C’est là que la rencontre de la Cité Ez-Zouhour dépasse le cercle des spécialistes de littérature. Car, si l’autocritique s’impose comme méthode chez le poète ou le théoricien, elle n’est, en réalité, rien d’autre que la forme savante d’un geste que la citoyenneté exige de chacun, cultivé ou non la capacité à revenir sur son propre jugement, sans oser l’ériger en vérité indiscutable. La citoyenneté n’est pas un statut acquis une fois pour toutes, ni un privilège de diplôme : c’est une conscience qui s’exerce au quotidien, dans le petit comme dans le grand, dans la manière de discuter en famille, de commenter une décision municipale, de juger un voisin ou une émission de télévision. L’universitaire qui soumet sa thèse à la contradiction et l’ouvrier qui accepte de reconsidérer un préjugé pratiquent, à des échelles différentes, le même acte moral : reconnaître que le point de vue de l’autre a droit de cité dans l’espace commun. À l’inverse, l’absence d’autocritique ne se limite pas à un défaut de méthode chez les savants ; elle se traduit, dans la vie ordinaire, par le repli identitaire, l’intolérance à la contradiction et cette «hypertrophie du moi» que les intervenants ont unanimement désignée comme la menace la plus immédiate pesant sur l’espace public tunisien. C’est tout le sens de l’avertissement lancé lors de cette journée: à l’heure où l’enflure du « moi » menace de dégrader le débat public et d’ériger des vérités absolues, l’autocritique demeure la condition sine qua non de toute évolution culturelle et démocratique, qu’elle s’exerce sur un poème, une politique publique, ou simplement sur l’opinion que l’on vient d’émettre à table. La culture n’y donne pas un monopole ; elle donne, tout au plus, des outils plus raffinés pour un devoir qui incombe à tous.

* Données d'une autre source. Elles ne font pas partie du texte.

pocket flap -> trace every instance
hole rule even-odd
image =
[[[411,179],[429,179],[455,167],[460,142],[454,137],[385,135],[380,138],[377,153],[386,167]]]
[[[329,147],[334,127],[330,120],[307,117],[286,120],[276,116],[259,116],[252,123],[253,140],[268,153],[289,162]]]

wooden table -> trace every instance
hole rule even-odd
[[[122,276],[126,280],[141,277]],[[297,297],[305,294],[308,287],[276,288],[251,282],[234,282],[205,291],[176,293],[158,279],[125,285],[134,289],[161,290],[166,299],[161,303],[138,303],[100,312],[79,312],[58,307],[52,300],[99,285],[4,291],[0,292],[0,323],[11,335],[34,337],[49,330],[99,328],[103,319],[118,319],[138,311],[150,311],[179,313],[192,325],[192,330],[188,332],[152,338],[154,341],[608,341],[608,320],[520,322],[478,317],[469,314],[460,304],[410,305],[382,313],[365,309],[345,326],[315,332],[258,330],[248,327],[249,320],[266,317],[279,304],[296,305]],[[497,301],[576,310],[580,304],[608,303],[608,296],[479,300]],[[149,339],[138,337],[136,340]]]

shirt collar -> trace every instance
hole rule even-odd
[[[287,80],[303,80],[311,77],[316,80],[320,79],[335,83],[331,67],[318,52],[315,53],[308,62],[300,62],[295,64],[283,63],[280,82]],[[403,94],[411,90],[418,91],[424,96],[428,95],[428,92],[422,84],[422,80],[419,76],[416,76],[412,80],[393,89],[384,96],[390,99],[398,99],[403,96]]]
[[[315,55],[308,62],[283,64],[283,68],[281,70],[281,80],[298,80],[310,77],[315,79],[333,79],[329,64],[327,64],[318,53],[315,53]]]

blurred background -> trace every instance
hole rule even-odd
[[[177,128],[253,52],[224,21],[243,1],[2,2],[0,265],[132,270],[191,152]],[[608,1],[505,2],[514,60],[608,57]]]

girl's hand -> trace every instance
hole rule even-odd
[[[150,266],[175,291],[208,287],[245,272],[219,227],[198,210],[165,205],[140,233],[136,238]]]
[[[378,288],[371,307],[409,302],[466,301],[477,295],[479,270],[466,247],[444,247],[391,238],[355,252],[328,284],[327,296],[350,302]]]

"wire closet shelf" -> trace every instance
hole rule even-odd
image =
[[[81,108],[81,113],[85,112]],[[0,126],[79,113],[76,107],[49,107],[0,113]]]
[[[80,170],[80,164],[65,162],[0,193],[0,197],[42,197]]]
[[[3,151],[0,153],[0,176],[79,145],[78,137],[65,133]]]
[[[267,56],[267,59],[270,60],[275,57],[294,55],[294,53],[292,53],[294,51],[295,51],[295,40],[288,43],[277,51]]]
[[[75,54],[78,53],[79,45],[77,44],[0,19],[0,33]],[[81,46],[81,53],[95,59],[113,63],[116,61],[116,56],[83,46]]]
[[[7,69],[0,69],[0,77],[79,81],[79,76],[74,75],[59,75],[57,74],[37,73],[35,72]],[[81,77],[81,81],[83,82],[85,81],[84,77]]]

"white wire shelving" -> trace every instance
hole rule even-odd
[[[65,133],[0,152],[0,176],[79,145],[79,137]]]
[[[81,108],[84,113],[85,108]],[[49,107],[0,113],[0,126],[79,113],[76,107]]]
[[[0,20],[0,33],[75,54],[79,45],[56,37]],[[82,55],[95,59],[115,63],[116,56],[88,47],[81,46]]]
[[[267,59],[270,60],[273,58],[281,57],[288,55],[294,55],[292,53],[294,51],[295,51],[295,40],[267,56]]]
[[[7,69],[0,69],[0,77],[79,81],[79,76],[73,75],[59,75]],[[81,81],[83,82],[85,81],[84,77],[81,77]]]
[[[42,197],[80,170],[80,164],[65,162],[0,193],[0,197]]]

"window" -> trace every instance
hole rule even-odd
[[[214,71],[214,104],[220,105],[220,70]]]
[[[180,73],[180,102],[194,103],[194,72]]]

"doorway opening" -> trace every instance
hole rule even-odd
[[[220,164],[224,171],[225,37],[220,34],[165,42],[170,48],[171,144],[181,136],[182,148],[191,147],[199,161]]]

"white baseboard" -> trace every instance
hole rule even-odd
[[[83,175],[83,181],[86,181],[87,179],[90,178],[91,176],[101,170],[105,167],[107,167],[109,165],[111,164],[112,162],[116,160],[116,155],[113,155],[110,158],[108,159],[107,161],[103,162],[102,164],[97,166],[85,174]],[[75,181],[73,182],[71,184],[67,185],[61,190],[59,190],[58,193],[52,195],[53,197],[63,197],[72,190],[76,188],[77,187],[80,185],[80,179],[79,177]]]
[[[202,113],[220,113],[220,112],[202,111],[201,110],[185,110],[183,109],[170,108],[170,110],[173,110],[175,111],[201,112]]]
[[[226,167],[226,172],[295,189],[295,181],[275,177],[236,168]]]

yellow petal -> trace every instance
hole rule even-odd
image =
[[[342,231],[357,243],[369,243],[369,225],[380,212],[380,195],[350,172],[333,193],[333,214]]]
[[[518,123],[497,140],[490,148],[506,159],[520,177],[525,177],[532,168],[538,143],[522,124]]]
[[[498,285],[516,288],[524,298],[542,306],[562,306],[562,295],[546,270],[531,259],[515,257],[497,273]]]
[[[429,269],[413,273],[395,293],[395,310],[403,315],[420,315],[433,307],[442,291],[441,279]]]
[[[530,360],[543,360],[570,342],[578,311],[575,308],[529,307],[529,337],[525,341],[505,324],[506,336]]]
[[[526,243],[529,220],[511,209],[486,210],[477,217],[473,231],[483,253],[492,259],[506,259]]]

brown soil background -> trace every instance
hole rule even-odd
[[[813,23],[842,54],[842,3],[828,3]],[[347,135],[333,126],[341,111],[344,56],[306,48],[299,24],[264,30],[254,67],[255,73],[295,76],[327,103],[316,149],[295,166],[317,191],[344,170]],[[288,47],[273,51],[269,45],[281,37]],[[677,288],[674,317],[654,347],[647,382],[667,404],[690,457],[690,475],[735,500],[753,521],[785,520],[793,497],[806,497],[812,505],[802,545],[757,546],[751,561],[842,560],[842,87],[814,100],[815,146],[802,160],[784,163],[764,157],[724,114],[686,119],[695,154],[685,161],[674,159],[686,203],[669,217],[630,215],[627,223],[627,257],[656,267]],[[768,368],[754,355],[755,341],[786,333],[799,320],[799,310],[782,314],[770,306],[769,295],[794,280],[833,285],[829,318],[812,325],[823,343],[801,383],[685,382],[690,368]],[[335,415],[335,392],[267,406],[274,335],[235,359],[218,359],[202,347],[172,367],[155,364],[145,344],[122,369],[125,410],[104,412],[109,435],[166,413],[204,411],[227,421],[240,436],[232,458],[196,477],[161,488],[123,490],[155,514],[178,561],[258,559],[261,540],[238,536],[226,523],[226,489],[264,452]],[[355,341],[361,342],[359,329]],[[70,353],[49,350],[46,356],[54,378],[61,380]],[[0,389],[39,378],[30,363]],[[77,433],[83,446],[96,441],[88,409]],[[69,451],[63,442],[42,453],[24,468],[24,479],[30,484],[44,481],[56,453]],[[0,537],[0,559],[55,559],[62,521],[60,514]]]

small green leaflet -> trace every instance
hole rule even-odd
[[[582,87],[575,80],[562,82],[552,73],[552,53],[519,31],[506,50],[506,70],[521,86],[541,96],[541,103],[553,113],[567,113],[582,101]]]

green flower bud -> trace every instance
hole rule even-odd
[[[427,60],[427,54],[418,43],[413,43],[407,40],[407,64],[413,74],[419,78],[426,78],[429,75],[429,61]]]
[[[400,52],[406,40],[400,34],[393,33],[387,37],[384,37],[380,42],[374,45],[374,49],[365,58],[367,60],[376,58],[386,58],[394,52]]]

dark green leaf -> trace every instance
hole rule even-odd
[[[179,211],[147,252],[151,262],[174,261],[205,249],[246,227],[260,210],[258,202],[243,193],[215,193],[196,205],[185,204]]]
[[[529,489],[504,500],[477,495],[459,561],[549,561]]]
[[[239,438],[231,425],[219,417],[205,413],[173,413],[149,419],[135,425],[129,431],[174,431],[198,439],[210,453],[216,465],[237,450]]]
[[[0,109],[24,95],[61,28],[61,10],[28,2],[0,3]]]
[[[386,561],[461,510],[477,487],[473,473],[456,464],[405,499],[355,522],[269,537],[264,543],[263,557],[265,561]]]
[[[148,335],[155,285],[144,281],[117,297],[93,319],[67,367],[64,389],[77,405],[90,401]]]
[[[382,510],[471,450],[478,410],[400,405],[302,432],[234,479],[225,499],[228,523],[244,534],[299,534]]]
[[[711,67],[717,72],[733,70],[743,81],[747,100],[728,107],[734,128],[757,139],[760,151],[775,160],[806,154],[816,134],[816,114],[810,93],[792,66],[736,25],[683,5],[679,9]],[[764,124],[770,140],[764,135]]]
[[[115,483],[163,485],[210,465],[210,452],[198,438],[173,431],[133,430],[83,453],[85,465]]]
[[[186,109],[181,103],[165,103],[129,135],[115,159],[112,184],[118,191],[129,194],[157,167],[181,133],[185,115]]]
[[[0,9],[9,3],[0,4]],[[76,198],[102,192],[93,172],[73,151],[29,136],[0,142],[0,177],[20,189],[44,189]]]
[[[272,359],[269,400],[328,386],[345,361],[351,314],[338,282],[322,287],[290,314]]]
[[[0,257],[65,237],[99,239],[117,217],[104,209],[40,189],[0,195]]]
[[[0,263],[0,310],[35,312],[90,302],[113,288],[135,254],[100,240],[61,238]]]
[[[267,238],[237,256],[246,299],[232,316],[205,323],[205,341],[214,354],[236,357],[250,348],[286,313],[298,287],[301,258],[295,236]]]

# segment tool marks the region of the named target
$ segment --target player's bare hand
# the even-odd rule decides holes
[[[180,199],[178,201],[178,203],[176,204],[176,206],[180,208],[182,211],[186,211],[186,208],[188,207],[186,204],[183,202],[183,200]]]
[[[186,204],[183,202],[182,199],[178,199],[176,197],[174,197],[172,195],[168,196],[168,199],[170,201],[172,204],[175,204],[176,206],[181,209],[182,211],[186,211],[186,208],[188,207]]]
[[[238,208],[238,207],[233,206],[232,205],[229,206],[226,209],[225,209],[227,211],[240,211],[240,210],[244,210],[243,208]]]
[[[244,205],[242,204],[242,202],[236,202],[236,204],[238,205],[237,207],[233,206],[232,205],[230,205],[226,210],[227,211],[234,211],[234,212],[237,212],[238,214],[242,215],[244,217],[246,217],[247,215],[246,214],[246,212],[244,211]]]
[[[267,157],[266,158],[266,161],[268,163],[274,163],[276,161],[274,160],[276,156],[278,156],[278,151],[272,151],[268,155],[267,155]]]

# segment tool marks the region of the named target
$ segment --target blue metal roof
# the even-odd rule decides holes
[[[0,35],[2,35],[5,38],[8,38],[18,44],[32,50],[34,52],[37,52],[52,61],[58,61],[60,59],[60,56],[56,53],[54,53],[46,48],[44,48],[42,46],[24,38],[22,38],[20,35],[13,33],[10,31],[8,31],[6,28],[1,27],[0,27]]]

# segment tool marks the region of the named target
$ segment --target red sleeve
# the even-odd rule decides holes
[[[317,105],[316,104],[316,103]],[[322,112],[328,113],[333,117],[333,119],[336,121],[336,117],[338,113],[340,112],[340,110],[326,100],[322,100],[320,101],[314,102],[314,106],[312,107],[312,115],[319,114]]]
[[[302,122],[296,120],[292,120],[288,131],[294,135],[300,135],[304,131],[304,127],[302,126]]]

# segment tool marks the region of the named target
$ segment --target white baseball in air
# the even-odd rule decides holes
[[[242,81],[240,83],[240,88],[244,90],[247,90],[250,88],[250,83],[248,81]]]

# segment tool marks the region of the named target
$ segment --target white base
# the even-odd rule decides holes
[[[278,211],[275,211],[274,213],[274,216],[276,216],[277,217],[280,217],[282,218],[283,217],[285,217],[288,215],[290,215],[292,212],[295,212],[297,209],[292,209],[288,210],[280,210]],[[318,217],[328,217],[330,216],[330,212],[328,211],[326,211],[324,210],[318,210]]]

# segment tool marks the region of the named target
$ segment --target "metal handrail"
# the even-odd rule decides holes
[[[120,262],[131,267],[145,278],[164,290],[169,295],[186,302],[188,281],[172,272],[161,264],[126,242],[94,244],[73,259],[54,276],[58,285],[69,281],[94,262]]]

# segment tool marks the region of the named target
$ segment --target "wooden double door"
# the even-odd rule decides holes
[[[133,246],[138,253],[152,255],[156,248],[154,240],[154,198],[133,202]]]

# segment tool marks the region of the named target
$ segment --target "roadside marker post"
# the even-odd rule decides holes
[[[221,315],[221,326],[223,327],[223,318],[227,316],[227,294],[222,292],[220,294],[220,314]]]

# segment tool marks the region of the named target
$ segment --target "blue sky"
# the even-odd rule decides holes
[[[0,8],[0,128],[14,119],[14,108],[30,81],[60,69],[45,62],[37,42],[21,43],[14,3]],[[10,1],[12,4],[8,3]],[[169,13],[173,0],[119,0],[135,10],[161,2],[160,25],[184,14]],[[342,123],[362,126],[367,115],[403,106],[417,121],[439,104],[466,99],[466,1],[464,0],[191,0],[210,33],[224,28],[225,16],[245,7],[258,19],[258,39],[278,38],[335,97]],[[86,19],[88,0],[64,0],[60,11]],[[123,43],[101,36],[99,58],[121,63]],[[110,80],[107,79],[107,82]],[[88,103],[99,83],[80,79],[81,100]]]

Une invitation à poursuivre le débat
La Maison de la Culture Taïeb M’hiri a lancé, à l’issue de la rencontre, une invitation ouverte aux créateurs, dramaturges, poètes, universitaires et passionnés d’art à prolonger ce débat fondamental, signe que la critique, entendue comme pratique éthique et citoyenne, ne s’arrête pas aux portes de la salle de conférence, mais se poursuit partout où des citoyens acceptent de mettre leur propre jugement à l’épreuve…. de l’auto-critique avant la critique d’autrui.